Der deutsche Social-Commerce-Markt bietet eine entscheidende Chance für Medienhäuser, wettbewerbsfähige Angebote zu entwickeln und Marktsegmente zu sichern. Trotz der frühen Phase wächst der Markt rasant, und nur wenige Anbieter werden sich durchsetzen. Die Einführung von TikToks One-Click-Button in Deutschland wird das Wachstum weiter beschleunigen. Medienhäuser müssen jetzt handeln, um ihre Position zu stärken. 

Warum sollen sich deutsche Medienunternehmen jetzt mit Social Commerce beschäftigen? 

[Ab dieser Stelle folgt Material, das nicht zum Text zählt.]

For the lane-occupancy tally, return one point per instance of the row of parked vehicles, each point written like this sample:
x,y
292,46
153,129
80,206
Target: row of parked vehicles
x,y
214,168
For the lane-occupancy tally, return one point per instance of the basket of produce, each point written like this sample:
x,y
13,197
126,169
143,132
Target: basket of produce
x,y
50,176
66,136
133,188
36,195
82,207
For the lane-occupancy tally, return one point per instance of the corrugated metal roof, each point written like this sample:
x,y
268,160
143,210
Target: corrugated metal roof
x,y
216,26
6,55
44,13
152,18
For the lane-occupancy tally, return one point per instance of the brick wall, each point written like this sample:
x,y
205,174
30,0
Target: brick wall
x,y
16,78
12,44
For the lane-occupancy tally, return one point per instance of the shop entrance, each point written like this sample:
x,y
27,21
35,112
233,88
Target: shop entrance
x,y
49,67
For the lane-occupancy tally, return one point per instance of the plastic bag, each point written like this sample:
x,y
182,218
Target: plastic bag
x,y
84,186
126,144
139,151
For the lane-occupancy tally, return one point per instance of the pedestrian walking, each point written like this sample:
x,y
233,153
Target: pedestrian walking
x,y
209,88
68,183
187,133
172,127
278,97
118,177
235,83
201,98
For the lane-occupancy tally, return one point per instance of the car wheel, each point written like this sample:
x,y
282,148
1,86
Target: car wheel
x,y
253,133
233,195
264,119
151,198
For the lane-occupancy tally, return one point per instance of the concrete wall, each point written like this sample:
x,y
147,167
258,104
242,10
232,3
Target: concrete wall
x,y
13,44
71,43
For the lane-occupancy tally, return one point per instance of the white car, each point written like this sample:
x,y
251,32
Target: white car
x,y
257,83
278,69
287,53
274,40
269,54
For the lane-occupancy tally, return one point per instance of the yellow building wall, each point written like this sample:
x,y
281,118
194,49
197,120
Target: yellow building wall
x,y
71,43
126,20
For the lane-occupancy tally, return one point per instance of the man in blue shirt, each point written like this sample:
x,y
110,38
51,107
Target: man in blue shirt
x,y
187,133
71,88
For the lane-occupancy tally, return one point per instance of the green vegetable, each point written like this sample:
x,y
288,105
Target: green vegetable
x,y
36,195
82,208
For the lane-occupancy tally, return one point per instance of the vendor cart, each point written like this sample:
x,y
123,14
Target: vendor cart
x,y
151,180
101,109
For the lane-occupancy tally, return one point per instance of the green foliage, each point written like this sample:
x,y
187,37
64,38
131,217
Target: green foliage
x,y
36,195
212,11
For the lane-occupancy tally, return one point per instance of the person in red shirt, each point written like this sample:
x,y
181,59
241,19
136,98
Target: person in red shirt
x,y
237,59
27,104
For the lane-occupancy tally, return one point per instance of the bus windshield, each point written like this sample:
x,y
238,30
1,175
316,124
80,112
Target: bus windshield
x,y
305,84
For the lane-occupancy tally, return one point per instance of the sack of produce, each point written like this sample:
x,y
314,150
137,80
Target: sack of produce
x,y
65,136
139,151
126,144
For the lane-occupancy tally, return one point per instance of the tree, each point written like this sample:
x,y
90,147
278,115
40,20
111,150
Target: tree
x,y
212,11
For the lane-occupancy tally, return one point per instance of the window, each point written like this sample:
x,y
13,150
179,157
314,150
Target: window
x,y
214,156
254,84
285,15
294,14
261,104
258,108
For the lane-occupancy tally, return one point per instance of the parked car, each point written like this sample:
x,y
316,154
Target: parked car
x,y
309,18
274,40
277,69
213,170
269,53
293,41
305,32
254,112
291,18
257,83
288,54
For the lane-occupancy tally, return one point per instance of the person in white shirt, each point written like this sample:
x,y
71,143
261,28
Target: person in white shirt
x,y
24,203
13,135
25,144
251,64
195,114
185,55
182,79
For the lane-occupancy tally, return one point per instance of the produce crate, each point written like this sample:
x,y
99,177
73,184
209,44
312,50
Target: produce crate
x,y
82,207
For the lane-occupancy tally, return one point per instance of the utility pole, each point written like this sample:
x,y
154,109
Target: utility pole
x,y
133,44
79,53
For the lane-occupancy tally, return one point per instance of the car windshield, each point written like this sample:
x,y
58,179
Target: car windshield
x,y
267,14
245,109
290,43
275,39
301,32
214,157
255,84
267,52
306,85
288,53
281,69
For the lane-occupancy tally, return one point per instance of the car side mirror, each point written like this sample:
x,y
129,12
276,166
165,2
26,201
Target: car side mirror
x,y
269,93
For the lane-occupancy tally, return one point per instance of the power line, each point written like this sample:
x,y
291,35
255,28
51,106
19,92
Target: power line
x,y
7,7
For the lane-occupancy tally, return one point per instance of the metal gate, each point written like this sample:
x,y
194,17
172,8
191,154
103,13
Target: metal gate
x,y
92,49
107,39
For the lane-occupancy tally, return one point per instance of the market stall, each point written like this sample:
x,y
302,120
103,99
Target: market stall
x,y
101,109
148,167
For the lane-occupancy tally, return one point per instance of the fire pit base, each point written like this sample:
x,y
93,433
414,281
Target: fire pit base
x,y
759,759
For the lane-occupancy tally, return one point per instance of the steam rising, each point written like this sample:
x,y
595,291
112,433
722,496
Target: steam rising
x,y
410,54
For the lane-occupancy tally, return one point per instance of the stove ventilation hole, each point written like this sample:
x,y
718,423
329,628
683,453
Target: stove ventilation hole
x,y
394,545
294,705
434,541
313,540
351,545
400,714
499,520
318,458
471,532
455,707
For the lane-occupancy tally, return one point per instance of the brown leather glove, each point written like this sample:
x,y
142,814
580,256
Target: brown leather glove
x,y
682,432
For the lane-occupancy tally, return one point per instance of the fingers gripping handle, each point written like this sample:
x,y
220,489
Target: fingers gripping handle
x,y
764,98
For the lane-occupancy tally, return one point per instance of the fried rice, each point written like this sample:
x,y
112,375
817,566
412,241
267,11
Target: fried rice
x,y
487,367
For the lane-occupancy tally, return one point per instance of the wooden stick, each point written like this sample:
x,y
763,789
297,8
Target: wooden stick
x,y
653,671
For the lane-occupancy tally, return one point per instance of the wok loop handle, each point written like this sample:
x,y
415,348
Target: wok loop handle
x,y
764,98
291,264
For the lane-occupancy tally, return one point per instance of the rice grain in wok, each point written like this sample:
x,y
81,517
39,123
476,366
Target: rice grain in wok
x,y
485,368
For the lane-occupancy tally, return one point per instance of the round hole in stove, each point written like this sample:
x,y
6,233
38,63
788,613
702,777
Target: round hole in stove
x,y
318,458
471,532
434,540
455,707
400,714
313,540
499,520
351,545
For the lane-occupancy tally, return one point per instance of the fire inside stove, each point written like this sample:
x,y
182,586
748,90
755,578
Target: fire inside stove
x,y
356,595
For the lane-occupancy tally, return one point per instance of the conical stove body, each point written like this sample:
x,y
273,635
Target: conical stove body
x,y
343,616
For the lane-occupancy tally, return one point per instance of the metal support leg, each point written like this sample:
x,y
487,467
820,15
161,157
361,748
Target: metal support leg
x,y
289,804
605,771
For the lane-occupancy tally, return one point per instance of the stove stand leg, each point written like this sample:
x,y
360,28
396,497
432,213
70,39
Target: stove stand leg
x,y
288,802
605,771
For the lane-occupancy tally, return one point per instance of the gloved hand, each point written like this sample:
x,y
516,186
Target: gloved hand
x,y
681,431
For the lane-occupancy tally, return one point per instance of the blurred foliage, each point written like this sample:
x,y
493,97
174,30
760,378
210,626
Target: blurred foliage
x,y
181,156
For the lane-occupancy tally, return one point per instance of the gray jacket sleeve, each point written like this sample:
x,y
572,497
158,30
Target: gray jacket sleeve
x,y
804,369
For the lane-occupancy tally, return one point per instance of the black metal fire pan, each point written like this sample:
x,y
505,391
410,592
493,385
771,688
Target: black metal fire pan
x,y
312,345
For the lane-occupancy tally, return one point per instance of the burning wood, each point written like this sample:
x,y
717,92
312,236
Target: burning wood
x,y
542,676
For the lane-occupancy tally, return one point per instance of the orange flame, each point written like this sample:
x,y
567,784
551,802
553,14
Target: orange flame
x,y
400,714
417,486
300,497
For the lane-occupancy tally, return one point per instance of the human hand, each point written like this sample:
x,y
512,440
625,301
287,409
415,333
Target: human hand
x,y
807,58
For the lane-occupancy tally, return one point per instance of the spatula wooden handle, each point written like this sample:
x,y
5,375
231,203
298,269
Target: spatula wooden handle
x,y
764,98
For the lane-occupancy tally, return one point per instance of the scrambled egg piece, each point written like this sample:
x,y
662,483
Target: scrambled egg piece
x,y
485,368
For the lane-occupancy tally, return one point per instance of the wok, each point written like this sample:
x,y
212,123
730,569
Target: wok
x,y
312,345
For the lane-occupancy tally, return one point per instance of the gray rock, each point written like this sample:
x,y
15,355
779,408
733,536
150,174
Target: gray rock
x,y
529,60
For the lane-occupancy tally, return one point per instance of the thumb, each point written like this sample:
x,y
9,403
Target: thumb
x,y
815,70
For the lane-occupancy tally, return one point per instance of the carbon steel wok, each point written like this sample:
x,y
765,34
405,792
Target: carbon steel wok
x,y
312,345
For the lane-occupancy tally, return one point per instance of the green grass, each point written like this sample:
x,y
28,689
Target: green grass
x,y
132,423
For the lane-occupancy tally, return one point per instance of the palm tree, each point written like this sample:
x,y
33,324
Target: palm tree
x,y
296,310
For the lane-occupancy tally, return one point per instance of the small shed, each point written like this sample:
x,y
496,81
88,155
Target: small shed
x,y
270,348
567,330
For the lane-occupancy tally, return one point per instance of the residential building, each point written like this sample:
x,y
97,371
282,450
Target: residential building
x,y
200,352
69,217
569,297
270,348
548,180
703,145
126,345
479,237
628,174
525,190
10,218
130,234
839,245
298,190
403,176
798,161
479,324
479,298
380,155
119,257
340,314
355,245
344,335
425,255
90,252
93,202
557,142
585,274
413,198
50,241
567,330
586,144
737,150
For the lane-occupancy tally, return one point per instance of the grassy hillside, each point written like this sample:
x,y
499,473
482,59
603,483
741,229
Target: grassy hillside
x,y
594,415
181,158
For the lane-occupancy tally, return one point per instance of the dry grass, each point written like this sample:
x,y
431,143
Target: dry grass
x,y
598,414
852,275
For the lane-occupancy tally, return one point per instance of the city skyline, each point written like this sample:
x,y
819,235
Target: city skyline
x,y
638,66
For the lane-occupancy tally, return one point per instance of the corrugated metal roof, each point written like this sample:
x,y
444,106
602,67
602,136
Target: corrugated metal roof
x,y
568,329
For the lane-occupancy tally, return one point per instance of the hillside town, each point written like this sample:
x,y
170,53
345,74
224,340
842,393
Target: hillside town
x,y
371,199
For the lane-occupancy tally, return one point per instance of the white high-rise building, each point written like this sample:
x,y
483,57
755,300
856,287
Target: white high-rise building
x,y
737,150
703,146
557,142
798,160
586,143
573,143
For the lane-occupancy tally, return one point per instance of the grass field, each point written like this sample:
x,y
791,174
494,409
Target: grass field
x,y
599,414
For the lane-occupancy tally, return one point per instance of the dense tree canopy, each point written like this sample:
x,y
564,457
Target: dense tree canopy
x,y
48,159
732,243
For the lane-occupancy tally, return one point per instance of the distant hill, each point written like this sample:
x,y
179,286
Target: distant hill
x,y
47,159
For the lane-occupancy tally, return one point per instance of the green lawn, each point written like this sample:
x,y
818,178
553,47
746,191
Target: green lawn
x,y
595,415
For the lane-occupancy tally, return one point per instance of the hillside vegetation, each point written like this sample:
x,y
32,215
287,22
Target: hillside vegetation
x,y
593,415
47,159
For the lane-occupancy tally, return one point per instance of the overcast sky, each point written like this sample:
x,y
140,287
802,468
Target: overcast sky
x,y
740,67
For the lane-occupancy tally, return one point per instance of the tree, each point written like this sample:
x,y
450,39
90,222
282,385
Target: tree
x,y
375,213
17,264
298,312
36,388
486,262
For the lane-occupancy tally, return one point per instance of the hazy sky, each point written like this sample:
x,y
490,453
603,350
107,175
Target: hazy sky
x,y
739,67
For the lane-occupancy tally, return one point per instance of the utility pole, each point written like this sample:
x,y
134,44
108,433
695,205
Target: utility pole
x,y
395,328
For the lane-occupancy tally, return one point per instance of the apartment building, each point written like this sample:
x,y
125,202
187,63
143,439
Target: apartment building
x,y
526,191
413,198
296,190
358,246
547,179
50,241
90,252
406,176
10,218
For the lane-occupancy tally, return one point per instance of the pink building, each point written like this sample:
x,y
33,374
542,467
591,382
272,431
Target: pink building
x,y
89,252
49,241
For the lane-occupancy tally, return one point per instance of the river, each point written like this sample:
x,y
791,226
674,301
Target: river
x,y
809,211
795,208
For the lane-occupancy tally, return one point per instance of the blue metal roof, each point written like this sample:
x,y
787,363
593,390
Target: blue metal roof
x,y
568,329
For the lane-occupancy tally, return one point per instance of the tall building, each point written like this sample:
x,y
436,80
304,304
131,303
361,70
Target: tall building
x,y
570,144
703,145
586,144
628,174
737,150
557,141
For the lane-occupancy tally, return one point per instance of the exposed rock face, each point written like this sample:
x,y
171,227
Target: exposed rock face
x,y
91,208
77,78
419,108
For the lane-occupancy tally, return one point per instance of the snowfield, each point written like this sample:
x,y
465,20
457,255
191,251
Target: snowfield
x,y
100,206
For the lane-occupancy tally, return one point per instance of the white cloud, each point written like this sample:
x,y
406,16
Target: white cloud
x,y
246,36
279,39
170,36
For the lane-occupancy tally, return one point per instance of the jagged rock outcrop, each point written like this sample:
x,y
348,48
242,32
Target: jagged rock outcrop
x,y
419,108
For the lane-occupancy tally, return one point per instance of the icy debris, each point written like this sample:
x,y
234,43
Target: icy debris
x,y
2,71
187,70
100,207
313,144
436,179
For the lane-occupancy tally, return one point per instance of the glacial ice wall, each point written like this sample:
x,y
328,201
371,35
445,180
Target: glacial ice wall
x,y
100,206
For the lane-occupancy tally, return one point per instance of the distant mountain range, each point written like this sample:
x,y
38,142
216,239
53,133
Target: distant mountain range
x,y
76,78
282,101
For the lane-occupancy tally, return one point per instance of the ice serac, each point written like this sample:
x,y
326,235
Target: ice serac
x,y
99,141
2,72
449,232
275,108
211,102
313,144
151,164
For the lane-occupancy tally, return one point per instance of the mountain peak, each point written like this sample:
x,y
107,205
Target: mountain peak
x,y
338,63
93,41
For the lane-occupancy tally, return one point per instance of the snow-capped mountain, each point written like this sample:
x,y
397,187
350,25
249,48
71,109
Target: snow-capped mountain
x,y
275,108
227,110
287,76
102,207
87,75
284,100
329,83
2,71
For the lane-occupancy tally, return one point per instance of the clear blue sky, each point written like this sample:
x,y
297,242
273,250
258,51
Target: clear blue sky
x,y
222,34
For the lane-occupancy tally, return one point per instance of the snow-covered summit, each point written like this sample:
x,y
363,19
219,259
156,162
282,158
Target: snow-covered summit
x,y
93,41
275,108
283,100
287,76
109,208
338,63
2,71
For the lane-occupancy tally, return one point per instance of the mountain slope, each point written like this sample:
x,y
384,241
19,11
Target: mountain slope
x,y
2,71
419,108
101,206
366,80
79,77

1. Die nächsten 18 bis 24 Monate entscheiden darüber, ob sich deutsche Medienunternehmen erfolgreich im Social-Commerce-Bereich positionieren werden:  

  • Das Segment ist in Deutschland noch vergleichsweise klein – wächst aber stark, 

  • in den verschiedenen Segmenten werden sich jeweils nur wenige Anbieter durchsetzen, 

  • mehrere große Hersteller/Dienstleister und Handelsunternehmen entwickeln jetzt ihre Social-Commerce-Strategien 

  • wenn TikTok in diesem Jahr als erste Plattform ihren One-Click Shopping-Button in Deutschland einführt, wird sich das Wachstum des deutschen Social-Commerce-Marktes weiter beschleunigen. 

2. Social Commerce ist das zentrale Wachstumssegment: 

  • Mit 12% der Mediennutzung hat sich Social Media zu einem signifikanten Segment im deutschen Medienmarkt entwickelt. 

  • Getrieben durch jüngere Nutzer*innen verzeichnen Plattformen wie TikTok zweistellige Wachstumsraten.  

  • Mit einem weltweiten Volumen von 821 Mrd. USD und einer jährlichen Wachstumsrate von über 40% etabliert sich Social Commerce zunehmend als dominierende Handelsplattform. 

  • Mit der Einführung von One-Click-Transaktionen wird der Kaufprozess erheblich verkürzt und vereinfacht sowie das Wachstum weiter befeuert. 

3. Social Commerce bietet deutschen Medienunternehmen die Möglichkeit, Rückgänge in „klassischen“ Segmenten zu kompensieren: 

  • Mediennutzung und Umsätze in „klassischen“ Segmenten sind deutlich rückläufig. 

  • Deutsche Medienhäuser stehen vor der Frage, ob und wie sie sich im Social-Commerce-Bereich positionieren können, um neue Potenziale zu erschließen. 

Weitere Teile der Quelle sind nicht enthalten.